G-quadruplex structures trigger RNA phase separation

Abstract

Liquid-liquid phase separation plays an important role in a variety of cellular processes, including the formation of membrane-less organelles, the cytoskeleton, signalling complexes, and many other biological supramolecular assemblies. Studies on the molecular basis of phase separation in cells have focused on protein-driven phase separation. In contrast, there is limited understanding on how RNA specifically contributes to phase separation. Here, we described a phase-separation-like phenomenon that SHORT ROOT (SHR) RNA undergoes in cells. We found that an RNA G-quadruplex (GQ) forms in SHR mRNA and is capable of triggering RNA phase separation under physiological conditions, suggesting that GQs might be responsible for the formation of the SHR phase-separation-like phenomenon in vivo. We also found the extent of GQ-triggered-phase-separation increases on exposure to conditions which promote GQ. Furthermore, GQs with more G-quartets and longer loops are more likely to form phase separation.

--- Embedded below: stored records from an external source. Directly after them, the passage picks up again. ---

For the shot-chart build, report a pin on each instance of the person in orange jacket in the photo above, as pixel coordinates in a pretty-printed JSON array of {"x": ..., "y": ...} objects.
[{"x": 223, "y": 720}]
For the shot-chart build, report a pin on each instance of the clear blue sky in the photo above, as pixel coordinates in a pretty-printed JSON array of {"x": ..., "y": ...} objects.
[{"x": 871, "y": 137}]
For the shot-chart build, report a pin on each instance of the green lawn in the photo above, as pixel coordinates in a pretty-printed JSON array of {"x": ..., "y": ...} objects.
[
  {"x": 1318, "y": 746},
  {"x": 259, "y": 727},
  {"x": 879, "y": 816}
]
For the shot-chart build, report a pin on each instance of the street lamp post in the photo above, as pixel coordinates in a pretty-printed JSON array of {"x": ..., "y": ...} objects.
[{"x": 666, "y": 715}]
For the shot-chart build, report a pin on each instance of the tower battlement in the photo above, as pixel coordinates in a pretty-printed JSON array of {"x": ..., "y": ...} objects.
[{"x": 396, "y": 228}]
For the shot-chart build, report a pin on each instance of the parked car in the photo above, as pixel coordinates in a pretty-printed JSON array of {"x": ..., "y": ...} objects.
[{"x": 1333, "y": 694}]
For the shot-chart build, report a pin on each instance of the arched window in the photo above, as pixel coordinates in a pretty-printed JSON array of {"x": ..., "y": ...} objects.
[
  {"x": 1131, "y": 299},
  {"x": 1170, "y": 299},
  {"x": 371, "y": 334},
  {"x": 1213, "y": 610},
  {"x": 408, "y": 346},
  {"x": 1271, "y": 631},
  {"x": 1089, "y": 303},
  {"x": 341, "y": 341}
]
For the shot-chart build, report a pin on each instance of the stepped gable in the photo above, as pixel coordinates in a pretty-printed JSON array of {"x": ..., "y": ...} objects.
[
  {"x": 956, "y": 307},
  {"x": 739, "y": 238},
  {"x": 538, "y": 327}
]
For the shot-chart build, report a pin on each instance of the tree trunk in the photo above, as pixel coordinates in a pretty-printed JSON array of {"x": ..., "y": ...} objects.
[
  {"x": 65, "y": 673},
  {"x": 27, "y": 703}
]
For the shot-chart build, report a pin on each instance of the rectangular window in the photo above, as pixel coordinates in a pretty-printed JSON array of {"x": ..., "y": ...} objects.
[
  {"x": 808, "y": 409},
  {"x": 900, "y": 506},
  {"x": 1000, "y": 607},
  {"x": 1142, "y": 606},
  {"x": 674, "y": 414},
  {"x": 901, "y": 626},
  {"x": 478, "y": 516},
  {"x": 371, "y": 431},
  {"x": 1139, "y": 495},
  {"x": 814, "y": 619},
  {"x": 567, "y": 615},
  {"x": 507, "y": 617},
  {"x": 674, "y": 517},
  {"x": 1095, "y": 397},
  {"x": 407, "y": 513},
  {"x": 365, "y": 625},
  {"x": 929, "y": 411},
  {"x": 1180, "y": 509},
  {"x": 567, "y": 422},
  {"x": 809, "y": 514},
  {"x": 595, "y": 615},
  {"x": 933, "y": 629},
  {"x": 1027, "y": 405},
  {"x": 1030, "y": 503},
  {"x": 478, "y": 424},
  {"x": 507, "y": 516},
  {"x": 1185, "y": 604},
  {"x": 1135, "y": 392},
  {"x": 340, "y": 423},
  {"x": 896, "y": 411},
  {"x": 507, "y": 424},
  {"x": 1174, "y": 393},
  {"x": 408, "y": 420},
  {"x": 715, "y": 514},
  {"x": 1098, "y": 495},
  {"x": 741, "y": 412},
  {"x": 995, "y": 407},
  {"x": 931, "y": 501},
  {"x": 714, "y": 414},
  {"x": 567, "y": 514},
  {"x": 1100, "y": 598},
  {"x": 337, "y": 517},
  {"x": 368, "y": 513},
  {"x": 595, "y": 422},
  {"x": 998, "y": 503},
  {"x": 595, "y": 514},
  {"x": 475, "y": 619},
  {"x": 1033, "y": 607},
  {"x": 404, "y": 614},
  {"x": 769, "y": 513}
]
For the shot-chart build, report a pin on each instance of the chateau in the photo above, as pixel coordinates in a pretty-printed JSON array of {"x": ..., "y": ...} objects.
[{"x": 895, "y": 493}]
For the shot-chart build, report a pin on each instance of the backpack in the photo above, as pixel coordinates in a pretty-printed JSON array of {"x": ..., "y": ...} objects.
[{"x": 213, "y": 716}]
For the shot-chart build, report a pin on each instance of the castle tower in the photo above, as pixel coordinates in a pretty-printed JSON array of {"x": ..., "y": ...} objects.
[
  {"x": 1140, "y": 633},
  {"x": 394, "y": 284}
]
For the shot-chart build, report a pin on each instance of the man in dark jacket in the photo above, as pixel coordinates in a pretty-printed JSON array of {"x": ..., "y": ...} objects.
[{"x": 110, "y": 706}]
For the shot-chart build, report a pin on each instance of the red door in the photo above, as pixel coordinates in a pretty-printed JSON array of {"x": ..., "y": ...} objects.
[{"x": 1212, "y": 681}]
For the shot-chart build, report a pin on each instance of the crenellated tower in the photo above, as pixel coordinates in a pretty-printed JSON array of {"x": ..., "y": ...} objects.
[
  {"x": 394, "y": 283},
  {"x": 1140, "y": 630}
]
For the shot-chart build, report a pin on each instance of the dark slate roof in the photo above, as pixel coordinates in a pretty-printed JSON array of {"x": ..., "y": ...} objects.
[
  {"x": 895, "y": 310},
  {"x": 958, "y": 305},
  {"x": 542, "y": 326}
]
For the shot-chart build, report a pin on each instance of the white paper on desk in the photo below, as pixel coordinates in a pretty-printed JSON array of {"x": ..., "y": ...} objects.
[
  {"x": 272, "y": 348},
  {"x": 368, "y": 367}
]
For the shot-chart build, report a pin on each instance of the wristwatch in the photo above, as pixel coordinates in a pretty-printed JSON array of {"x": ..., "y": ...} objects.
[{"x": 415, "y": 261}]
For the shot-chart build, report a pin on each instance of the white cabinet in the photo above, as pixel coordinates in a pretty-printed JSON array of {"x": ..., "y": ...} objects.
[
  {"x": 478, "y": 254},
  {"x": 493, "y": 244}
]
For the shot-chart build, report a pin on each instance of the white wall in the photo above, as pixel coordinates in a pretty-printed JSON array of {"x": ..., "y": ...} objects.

Our studies provide the first evidence that RNA can adopt structural motifs to trigger and/or maintain the specificity of RNA-driven phase separation.

Figure 1.

Phase-separation-like SHR and punctate SCR RNA labelling observed in plant root cells, images generated by smFISH. (A) Nuclei stained with DAPI (blue), SCR RNA (green) is shown in (B) and SHR RNA (red) in (C). Merged image in (D). Scale bar, 10 μm.

Figure 2.

Formation of GQ in SHR mRNA. RNA structure model of SHR, showing the fragment with GQ structure, predicted by ViennaRNA (24). A parallel topology is shown (supported by circular dichroism studies), nucleotides are color-coded according to base-pairing probability (BPP), where 1 represent 100% double-stranded, 0 represent 100% single-stranded. GQ structure is enlarged for better visualization.

Figure 3.

Reverse transcription stalling assays of SHR-GQ RNA shows K⁺ dependent stalling (red asterisk) at one nucleotide after the folded GQ (lane 2 and lane 3), SHR-GQ_m do not have stalling at the corresponding position (lane 6 and lane 7). G-ladders (lane 4 and lane 8) show the sequencing lanes of G for SHR-GQ (lane 4) and SHR-GQ_m (lane 8), respectively.

Figure 4.

SHR-GQ forms a parallel GQ structure. (A) Circular Dichroism profile of SHR-GQ RNA with potassium ion titration. (B) Circular Dichroism signal (ellipticity monitored at 262 nm) of SHR-GQ (squares) and SHR-GQ_m (triangles) are shown as a function of K⁺ concentration. Data were fitted with Hill equation. The [K⁺]_1/2 and Hill coefficients (n) are provided in the plot.

Figure 5.

GQ is able to trigger the liquid–liquid phase separation. Fluorescence micrographs of SHR-GQ (A, D), GQ-mutation (SHR-GQ_m) (B, E) and GQ-scramble (SHR-GQ_sc) (C, F) RNAs at the physiological K⁺ concentration. Scale bars = 10 μm

Figure 6.

Phase diagrams of SHR-GQ (A), SHR-GQ_m (B) and SHR-GQ_sc (C) under different RNA and K⁺ concentrations. Red dots indicate where liquid–liquid-phase-separation occurs; blue dots indicate a lack of liquid–liquid-phase-separation.

Figure 7.

The quick rearrangement of GQ-triggered droplets. Left, droplets formed by SHR-GQ. Right, droplets formed by SHR-GQ undergo fusion over time. Scale bar = 5 μm.

Figure 8.

The capability for GQ-triggered-phase-separation is affected by the number of G-quartets and loop lengths. (A) Fluorescence micrographs of phase separation of G2 GQ RNAs with different loop lengths (1 μg/μl RNA under 800mM K⁺). (B) Fluorescence micrographs of phase separation of G3 GQ RNAs with different loop lengths (1 μg/μl RNA under 400 mM K⁺). (C) Quantitation of inhomogeneity as normalized variance (σ²/μ) of phase separation for G2 GQ RNAs with different loop lengths. (D) Quantitation of inhomogeneity as normalized variance (σ2/μ) of phase separation for G3 GQ RNAs with different loop lengths. Data are shown as mean ± SE.